Incorporating equations governing input-output pairs in neural networks

Hi all. I am working on a neural network problem. The number of input features is 8 and the number of outputs is 25. There are many outputs that make the problem complicated. I have developed 6999 training examples, so X_train and Y_train dimensions are 6999 * 8 and 6999 * 25. I have developed a neural network as follows:

import tensorflow as tf
from tensorflow.keras.models import Sequential
from tensorflow.keras.layers import Dense

Model

model_1 = Sequential([
tf.keras.Input(shape=(n2,)),
Dense(16, activation = ‘relu’),
Dense(64, activation = ‘relu’),
Dense(128, activation = ‘relu’),
Dense(64, activation = ‘relu’),
Dense(25, activation = ‘relu’)
], name = “Model_1”)

Compile (Loss)

model_1.compile(loss = tf.keras.losses.MeanSquaredError(),
optimizer = tf.keras.optimizers.Adam(0.001))

Fit

model_1.fit(X_train,Y_train, epochs = 5000)

However, I know that for my input and outputs, some equations are true. I wrote the equations for the training data as follows.
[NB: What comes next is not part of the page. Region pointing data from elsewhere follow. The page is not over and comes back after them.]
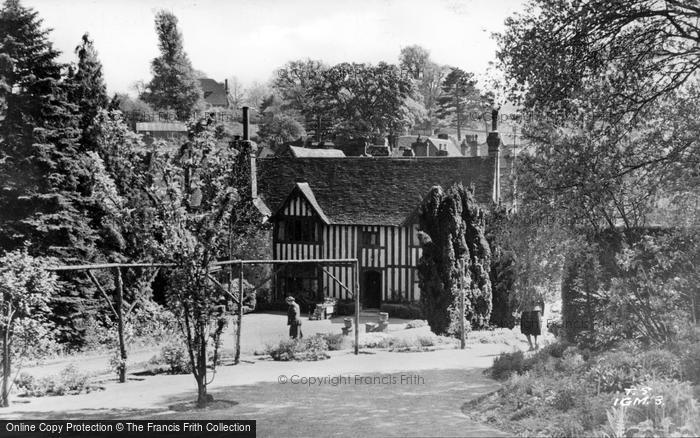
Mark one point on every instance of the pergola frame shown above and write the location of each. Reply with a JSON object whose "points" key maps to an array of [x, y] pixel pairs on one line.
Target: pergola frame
{"points": [[118, 311]]}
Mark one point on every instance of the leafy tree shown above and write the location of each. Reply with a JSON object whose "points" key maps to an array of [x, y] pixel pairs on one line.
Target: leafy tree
{"points": [[201, 204], [294, 81], [280, 129], [88, 90], [428, 77], [25, 290], [255, 94], [459, 97], [452, 235], [644, 49], [237, 92], [414, 60], [364, 100], [174, 85], [45, 180]]}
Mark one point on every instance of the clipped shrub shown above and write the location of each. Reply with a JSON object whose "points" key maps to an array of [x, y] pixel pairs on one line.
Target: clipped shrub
{"points": [[508, 363], [345, 308], [565, 398], [416, 323], [427, 341], [335, 341], [175, 356], [615, 371], [555, 349], [690, 360], [658, 363], [403, 311], [312, 348], [116, 363], [69, 381]]}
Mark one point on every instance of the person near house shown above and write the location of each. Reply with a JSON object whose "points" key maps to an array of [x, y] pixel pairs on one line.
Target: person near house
{"points": [[531, 319], [294, 319]]}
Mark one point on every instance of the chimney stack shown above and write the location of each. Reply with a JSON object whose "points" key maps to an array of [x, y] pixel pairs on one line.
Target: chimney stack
{"points": [[494, 143], [246, 137], [250, 148]]}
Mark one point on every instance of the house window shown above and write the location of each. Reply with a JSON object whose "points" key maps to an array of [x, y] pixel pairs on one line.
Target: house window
{"points": [[370, 238], [297, 230]]}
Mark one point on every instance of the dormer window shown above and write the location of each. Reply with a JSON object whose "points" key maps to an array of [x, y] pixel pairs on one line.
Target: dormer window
{"points": [[370, 238]]}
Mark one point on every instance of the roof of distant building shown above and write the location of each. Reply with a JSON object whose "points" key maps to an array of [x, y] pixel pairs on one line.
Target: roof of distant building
{"points": [[161, 127], [449, 145], [214, 93], [301, 152], [370, 191]]}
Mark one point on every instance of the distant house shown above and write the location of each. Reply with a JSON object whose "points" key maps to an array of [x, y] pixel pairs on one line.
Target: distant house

Y_train[:, 1] + Y_train[:, 4] = X_train[:, 0]
Y_train[:, 2] + Y_train[:, 3] + Y_train[:, 7] + Y_train[:, 17] + Y_train[:, 22] = X_train[:, 1]
Y_train[:, 4] + Y_train[:, 5] + Y_train[:, 7] + Y_train[:, 8] + Y_train[:, 9] + Y_train[:, 19] = X_train[:, 2]
Y_train[:, 3] + Y_train[:, 10] + Y_train[:, 11] + Y_train[:, 13] = X_train[:, 3]
Y_train[:, 14] = X_train[:, 4]
Y_train[:, 5] + Y_train[:, 7] + Y_train[:, 10] + Y_train[:, 15] + Y_train[:, 17] + Y_train[:, 20] + Y_train[:, 22] = X_train[:, 5]
Y_train[:, 11] + Y_train[:, 16] + Y_train[:, 19] + Y_train[:, 21] = X_train[:, 6]
Y_train[:, 5] + Y_train[:, 7] + Y_train[:, 8] + Y_train[:, 20] + Y_train[:, 21] + Y_train[:, 22] + Y_train[:, 23] = X_train[:, 7]
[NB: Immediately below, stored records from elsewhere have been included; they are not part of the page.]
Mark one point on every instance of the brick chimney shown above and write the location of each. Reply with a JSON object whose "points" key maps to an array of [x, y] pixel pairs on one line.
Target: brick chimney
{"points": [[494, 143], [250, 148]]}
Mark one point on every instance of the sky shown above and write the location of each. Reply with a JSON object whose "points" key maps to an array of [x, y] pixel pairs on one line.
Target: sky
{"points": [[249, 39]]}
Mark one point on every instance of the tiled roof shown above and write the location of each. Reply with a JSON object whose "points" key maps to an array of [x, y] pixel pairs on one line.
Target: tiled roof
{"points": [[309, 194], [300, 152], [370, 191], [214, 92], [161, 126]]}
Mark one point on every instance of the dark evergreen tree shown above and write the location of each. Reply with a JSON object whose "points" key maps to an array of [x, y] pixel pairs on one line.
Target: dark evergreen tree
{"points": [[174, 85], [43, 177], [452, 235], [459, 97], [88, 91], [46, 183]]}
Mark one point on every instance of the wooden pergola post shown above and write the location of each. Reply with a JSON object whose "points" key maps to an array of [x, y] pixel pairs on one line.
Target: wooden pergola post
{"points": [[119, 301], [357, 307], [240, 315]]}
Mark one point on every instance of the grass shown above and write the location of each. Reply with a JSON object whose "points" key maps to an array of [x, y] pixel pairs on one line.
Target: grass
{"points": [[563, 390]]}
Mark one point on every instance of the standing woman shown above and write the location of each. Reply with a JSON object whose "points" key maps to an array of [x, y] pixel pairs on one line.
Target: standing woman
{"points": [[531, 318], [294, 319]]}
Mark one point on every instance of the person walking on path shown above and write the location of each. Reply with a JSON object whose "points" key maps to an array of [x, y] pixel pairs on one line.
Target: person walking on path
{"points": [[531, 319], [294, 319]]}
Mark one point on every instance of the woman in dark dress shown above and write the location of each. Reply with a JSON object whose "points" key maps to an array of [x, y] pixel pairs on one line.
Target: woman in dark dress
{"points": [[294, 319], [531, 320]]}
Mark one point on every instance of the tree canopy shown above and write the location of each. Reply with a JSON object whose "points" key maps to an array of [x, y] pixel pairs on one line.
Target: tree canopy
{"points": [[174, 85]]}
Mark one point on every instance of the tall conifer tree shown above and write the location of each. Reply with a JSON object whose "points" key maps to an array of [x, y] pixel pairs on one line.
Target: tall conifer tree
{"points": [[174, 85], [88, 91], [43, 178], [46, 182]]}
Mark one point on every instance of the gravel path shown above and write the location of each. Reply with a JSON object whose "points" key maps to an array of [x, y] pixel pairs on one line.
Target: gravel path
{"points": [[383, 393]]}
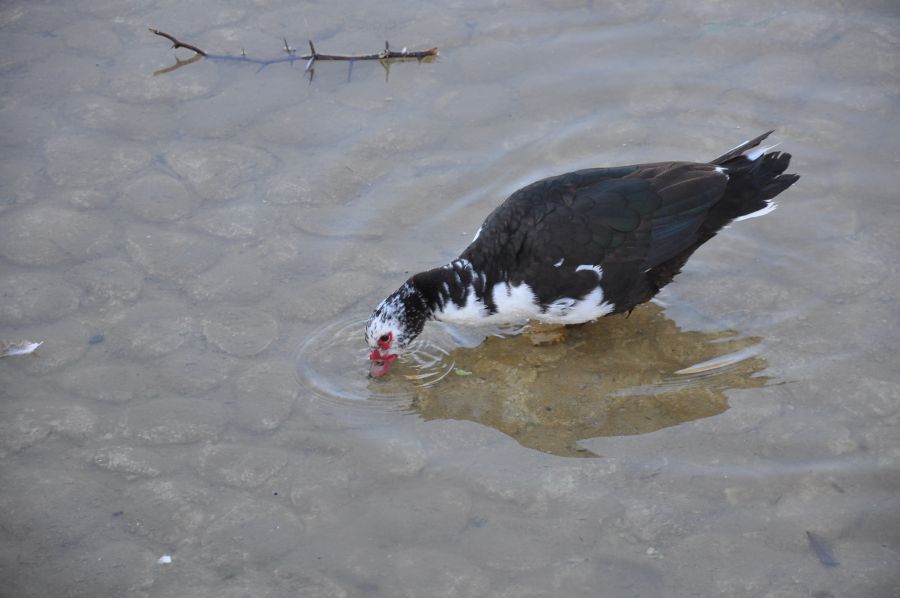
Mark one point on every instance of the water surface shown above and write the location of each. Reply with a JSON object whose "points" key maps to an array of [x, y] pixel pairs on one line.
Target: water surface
{"points": [[216, 223]]}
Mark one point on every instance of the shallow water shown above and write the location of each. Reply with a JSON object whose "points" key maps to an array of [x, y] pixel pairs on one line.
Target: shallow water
{"points": [[215, 224]]}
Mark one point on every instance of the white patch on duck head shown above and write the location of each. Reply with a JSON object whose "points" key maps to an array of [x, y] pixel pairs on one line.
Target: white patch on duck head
{"points": [[390, 318], [597, 269]]}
I tried to use the idea of a physics-informed neural network and include these equations in my loss function, I wrote the following code:

import tensorflow as tf
from tensorflow.keras.models import Sequential
from tensorflow.keras.layers import Dense

Loss function

def costum_loss(X_loss):
def loss(y_true, y_pred):

    q1 = y_pred[:, 1] + y_pred[:, 4] - X_loss[:, 0]
    q2 = y_pred[:, 2] + y_pred[:, 3] + y_pred[:, 7] + y_pred[:, 17] + y_pred[:, 22] - X_loss[:, 1]
    q3 = y_pred[:, 4] + y_pred[:, 5] + y_pred[:, 7] + y_pred[:, 8] + y_pred[:, 9] + y_pred[:, 19] - X_loss[:, 2]
    q4 = y_pred[:, 3] + y_pred[:, 10] + y_pred[:, 11] + y_pred[:, 13] - X_loss[:, 3]
    q5 = y_pred[:, 14] - X_loss[:, 4]
    q6 = y_pred[:, 5] + y_pred[:, 7] + y_pred[:, 10] + y_pred[:, 15] + y_pred[:, 17] + y_pred[:, 20] + y_pred[:, 22] - X_loss[:, 5]
    q7 = y_pred[:, 11] + y_pred[:, 16] + y_pred[:, 19] + y_pred[:, 21] - X_loss[:, 6]
    q8 = y_pred[:, 5] + y_pred[:, 7] + y_pred[:, 8] + y_pred[:, 20] + y_pred[:, 21] + y_pred[:, 22] + y_pred[:, 23] - X_loss[:, 7]

    loss_t = tf.reduce_mean(tf.square(y_true - y_pred)) + \
    tf.reduce_mean(tf.square(q1)) + \
    tf.reduce_mean(tf.square(q2)) + tf.reduce_mean(tf.square(q3)) + \
    tf.reduce_mean(tf.square(q4)) + tf.reduce_mean(tf.square(q5)) + \
    tf.reduce_mean(tf.square(q6)) + tf.reduce_mean(tf.square(q7)) + \
    tf.reduce_mean(tf.square(q8))
    return loss_t
return loss

Model

model = Sequential([
tf.keras.Input(shape=(n2,)),
Dense(16, activation=‘relu’),
Dense(64, activation=‘relu’),
Dense(128, activation=‘relu’),
Dense(64, activation=‘relu’),
Dense(25, activation=‘relu’)
], name=“Model”)

Compile the model with the custom loss function

model.compile(loss = costum_loss(X_train), optimizer=tf.keras.optimizers.Adam(0.001))

Train the model

model.fit(X_train, Y_train, batch_size = 6999 ,epochs=5000)

Of course, still I need to work on the code and rewrite it so that I can use it for batch sizes other than the number of training examples, but for example even for the batch_size equal to the training examples my first model (before involving equations in loss function) works much better than the second one (after involving the equation in the loss function). Actually, the answer for the second model is so bad. I expected the model performance would be improved by forcing the outputs to satisfy those equations. For example, regarding equation number 5, I always want the 15th element of the input to be equal to the 5th element of the input. Do you think the problem is with the way of implementation (I am working to write it in another way) or just the idea does not work here because those sets of equations do not have a unique answer (the unknown variables are more than the number of equations)? Is there any other way that I can force the output of the model to satisfy those equations?

Hi Nasim_Deljouyi,

This kind of issue is sometimes resolved by adding a memory component to a neural network. An example of this you can find here. You may google on adding memory component to neural network, and see if you can find some inspiration. I know they have been working on this at the allen institute in Seattle. Good luck!

Thank you so much @reinoudbosch

Best,
Nasim